Neoantimon: Neoantimon: A multifunctional R package for identification of tumor-specific neoantigens

Documented in MainINDELClass1

#'Calculate Neoantigen Candidates on INDELs for MHC Class1
#'
#'@param input_annovar_format_file An input vcf file annotated by ANNOVAR (http://annovar.openbioinformatics.org/en/latest/).
#'You can directly indicate a matrix, which is the same as annovar format vcf file, as input.
#'
#'See by data(sample_vcf.annovar); sample_vcf.annovar.txt;
#'
#'@param input_vep_format_file An input file annotated by Ensembl Variant Effect Predictor (VEP).
#'You can directly indicate a matrix, which is the same as annovar format VEP file, as input.
#'
#'See by data(sample_vcf.vep); sample_vcf.vep.txt;
#
#'@param input_vcf_format_file_and_vep An input vcf file and path to Ensembl Variant Effect Predictor (VEP).
#'Before using this option, please install vep according to the official cite ("https://asia.ensembl.org/info/docs/tools/vep/index.html").
#'
#'@param hla_file A tab separated file indicating HLA types.

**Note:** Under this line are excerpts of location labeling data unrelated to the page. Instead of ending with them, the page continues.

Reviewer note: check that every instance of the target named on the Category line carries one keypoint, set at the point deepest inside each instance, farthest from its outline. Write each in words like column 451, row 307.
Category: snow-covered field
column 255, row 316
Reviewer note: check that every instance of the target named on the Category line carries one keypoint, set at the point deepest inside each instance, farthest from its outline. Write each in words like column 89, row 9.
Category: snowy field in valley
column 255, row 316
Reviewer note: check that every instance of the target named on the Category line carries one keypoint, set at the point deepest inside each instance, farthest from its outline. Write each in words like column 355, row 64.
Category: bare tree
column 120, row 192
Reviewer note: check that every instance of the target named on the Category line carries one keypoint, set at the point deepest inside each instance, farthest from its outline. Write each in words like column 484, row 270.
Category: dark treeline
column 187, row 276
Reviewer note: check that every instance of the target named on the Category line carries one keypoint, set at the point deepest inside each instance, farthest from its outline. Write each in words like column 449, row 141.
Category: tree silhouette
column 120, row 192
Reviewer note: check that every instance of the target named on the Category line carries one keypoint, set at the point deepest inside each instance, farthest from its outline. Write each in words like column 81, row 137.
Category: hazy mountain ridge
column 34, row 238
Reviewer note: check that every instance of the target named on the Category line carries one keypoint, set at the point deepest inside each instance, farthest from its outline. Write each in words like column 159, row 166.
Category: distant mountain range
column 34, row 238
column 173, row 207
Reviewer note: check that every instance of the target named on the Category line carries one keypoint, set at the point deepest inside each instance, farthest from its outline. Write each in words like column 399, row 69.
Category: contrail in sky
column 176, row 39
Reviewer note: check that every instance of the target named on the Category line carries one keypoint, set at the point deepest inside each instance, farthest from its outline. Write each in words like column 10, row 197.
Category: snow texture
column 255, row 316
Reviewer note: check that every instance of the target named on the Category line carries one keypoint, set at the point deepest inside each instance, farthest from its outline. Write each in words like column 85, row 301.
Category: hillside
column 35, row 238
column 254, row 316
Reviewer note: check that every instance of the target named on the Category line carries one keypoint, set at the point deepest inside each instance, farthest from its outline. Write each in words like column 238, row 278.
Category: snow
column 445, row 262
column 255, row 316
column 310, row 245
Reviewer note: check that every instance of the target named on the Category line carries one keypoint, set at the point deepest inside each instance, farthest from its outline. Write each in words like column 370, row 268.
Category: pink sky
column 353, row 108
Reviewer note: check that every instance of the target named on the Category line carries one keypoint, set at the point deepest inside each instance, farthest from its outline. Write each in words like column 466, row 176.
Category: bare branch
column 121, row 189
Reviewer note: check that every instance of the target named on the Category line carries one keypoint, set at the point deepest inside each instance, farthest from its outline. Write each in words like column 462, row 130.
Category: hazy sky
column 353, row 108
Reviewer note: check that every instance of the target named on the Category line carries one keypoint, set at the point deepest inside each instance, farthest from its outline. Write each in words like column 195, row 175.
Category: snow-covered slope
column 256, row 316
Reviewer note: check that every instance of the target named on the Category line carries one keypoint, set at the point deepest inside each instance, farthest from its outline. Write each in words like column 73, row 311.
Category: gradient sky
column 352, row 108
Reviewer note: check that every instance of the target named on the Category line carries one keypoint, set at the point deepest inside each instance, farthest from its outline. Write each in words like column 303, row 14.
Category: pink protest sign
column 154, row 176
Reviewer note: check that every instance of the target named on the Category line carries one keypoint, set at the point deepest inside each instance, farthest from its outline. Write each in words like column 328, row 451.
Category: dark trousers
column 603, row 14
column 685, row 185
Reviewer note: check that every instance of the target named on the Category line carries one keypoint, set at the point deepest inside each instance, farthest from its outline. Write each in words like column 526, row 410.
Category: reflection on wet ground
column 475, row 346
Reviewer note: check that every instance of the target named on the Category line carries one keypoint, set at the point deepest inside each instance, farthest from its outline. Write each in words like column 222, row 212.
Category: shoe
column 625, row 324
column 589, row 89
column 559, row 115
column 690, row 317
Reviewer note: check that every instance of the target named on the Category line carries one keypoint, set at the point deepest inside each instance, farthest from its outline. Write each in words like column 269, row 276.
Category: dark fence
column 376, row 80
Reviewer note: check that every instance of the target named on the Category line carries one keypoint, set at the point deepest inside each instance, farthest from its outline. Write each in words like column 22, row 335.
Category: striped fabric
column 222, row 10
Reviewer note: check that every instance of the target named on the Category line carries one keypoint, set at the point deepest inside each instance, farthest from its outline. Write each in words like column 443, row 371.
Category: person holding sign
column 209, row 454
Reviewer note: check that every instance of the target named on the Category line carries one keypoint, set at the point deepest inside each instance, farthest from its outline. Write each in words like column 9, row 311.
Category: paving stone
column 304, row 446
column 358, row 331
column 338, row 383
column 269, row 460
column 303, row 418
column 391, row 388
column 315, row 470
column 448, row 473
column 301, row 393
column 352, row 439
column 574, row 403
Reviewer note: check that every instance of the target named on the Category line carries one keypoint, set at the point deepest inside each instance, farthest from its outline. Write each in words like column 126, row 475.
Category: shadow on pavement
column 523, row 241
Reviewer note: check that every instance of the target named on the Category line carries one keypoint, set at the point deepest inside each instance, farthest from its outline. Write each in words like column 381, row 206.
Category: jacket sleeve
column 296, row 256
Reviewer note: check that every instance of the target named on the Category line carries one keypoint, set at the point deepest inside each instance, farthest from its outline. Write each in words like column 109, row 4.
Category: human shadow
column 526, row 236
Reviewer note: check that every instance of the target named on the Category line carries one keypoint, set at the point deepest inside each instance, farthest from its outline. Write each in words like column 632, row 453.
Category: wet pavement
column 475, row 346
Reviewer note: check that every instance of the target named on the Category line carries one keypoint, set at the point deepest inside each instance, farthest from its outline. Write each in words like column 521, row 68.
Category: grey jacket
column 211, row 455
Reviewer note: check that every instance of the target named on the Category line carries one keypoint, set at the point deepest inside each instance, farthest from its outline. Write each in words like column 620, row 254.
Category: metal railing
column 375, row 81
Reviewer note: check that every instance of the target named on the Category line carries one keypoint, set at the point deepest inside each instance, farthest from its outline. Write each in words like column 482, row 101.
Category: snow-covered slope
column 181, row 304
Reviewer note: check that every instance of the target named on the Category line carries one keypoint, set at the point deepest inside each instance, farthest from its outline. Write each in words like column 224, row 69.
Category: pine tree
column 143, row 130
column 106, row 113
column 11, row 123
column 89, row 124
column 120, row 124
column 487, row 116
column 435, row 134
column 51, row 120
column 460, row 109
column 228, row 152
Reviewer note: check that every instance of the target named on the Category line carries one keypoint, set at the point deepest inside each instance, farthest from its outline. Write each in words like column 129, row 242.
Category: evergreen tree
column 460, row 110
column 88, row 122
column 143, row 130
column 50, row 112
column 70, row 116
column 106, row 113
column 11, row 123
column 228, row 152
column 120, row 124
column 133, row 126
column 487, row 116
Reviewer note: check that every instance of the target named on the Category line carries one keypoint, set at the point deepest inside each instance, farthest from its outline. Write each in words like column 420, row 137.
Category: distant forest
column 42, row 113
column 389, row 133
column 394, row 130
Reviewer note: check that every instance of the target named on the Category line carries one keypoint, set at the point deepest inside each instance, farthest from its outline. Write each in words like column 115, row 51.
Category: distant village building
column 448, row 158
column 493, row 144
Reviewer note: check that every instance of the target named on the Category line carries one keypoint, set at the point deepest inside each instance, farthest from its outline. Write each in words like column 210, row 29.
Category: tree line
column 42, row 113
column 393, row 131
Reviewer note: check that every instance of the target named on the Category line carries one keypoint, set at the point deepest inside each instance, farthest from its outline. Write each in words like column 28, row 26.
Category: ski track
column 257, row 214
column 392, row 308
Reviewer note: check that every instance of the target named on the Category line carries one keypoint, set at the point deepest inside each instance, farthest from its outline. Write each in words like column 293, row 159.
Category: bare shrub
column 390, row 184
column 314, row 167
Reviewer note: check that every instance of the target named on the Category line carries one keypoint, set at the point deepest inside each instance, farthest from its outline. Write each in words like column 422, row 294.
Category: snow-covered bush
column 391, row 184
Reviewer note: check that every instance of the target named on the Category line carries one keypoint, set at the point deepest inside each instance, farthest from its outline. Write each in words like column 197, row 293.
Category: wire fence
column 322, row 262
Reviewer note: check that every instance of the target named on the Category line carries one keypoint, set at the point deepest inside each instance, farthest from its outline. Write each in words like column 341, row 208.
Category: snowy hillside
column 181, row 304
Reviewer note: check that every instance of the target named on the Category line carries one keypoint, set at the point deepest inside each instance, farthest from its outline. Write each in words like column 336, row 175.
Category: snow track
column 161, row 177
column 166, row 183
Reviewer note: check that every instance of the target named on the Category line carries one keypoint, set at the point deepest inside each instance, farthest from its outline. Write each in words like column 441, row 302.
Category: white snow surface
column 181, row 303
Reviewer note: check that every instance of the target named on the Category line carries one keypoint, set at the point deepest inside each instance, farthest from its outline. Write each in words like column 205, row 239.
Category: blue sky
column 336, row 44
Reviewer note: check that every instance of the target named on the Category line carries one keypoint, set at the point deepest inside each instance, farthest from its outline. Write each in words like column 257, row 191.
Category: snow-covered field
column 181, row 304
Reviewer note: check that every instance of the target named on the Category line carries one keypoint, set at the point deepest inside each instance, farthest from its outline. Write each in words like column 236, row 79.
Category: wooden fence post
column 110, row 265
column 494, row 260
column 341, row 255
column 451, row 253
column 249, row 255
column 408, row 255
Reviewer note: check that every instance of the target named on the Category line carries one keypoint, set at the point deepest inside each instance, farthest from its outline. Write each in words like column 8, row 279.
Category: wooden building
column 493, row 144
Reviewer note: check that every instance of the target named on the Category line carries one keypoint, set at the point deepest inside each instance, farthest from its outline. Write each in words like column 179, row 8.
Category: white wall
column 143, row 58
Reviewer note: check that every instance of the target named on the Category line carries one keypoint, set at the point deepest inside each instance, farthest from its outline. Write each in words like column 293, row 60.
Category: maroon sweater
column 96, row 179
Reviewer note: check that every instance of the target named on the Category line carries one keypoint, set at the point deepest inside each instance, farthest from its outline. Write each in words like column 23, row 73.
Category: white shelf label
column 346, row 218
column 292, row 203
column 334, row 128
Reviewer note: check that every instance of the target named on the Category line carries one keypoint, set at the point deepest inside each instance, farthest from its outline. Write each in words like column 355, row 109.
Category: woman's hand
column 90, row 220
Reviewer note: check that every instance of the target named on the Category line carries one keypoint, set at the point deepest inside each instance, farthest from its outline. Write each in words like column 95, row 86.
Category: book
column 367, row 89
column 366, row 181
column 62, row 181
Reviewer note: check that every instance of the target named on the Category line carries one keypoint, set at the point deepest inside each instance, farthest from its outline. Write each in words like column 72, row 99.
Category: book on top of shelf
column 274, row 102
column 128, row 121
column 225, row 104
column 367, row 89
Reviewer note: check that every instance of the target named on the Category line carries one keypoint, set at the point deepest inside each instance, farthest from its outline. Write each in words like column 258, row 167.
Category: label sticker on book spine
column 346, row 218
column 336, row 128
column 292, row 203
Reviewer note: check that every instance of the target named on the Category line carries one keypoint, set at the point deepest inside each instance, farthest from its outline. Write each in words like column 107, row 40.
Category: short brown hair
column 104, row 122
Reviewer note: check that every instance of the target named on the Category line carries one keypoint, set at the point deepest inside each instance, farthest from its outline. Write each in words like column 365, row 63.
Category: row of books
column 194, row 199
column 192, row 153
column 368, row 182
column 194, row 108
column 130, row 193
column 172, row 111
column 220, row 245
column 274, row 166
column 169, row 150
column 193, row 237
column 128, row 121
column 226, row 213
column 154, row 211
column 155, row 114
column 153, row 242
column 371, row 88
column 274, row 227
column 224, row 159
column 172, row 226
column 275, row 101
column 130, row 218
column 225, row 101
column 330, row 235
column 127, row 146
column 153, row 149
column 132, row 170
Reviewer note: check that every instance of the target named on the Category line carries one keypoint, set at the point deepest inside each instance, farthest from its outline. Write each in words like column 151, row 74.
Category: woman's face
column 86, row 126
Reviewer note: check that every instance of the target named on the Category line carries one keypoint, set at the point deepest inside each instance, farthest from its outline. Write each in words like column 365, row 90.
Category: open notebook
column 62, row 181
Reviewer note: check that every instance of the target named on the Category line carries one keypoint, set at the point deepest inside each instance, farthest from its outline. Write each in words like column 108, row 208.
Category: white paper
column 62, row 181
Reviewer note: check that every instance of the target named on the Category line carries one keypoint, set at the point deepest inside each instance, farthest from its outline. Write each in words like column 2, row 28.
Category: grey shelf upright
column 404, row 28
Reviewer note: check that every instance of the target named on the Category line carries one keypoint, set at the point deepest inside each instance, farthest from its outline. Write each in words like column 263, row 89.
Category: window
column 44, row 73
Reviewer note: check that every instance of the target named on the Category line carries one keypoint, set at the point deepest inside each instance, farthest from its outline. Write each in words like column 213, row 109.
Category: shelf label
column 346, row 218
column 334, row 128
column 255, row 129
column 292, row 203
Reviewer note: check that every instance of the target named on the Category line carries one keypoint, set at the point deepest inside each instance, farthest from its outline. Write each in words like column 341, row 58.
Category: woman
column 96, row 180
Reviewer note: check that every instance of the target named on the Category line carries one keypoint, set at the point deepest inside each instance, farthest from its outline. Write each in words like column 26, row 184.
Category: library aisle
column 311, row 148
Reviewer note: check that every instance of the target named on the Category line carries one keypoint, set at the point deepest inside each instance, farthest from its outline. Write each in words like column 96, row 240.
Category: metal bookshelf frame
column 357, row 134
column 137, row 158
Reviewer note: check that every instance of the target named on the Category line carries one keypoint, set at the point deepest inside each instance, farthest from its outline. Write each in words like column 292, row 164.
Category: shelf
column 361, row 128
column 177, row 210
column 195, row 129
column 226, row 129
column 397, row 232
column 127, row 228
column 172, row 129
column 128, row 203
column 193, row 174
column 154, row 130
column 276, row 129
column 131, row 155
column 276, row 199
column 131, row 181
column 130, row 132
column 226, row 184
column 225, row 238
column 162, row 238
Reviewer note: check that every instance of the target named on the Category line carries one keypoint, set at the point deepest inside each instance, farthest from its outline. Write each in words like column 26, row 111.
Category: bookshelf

#'The 1st column is input_file name, and the following columns indicate HLA types.
#'
#'See by data(sample_hla_table_c1); sample_hla_table_c1;
#'
#'@param hla_types Set a list of HLA types
#'
#'@param nm_id_column The column number describing NM IDs in input_file such as
#'
#'"SLCO1C1:NM_001145944:exon7:c.692_693insG:p.L231fs" (Default=NA).
#'
#'
#'
#'
#'
#'@param file_name_in_hla_table If the name (1st column) in HLA table is not the same as input_file, indicate the corresponding name.
#'
#'@param hmdir Home directory for the analysis (Default = getwd()).
#'
#'@param job_id Job-id to be attached in output files (Default = "NO_job_id").
#'
#'@param export_dir The directory will be stored results (Default = "paste("result", file_name_in_hla_table, job_id, sep=".")")
#'
#'@param peptide_length Peptide Length to be generated (Default = {8,9,10,11,12,13}).
#'
#'@param chr_column The column number describing chromosome number in input_file (Default=NA, but will automatically search "Chr" in header).
#'
#'@param mutation_start_column The column number describing mutation start Position in input_file (Default=NA, but will automatically search "Start" in header) .
#'
#'@param mutation_end_column The column number describing mutation end Position in input_file (Default=NA, but will automatically search "End" in header).
#'
#'@param mutation_ref_column The column number describing mutation Ref in input_file (Default=NA, but will automatically search "Ref" in header).
#'
#'@param mutation_alt_column The column number describing mutation Alt in input_file (Default=NA, but will automatically search "Alt" in header).
#'
#'@param depth_normal_column The column number describing the read count from normal cells (Default = NA).
#'
#'@param depth_tumor_column The column number describing the read count from tumor cells (Default = NA).
#'
#'@param ambiguous_between_exon The maximum number to permit the differences between Exon-Lengths from refFlat and refMrna (Default=0).
#'
#'@param ambiguous_codon The maximum number to permit the differences between inputfile- and refMrna-oriented translation start/end position (Default=0).
#'
#'@param refflat_file refFlat file to be used in constructing peptide. (Default=paste(hmdir, "lib/refFlat.txt", sep="").
#'
#'See "https://github.com/hase62/Neoantimon"
#'
#'@param refmrna_file refMrna file to be used in constructing peptide (Default=paste(hmdir, "lib/refMrna.fa", sep="").
#'
#'See "https://github.com/hase62/Neoantimon"
#'
#'@param rnaexp_file A file including RNA expressions (Default=NA).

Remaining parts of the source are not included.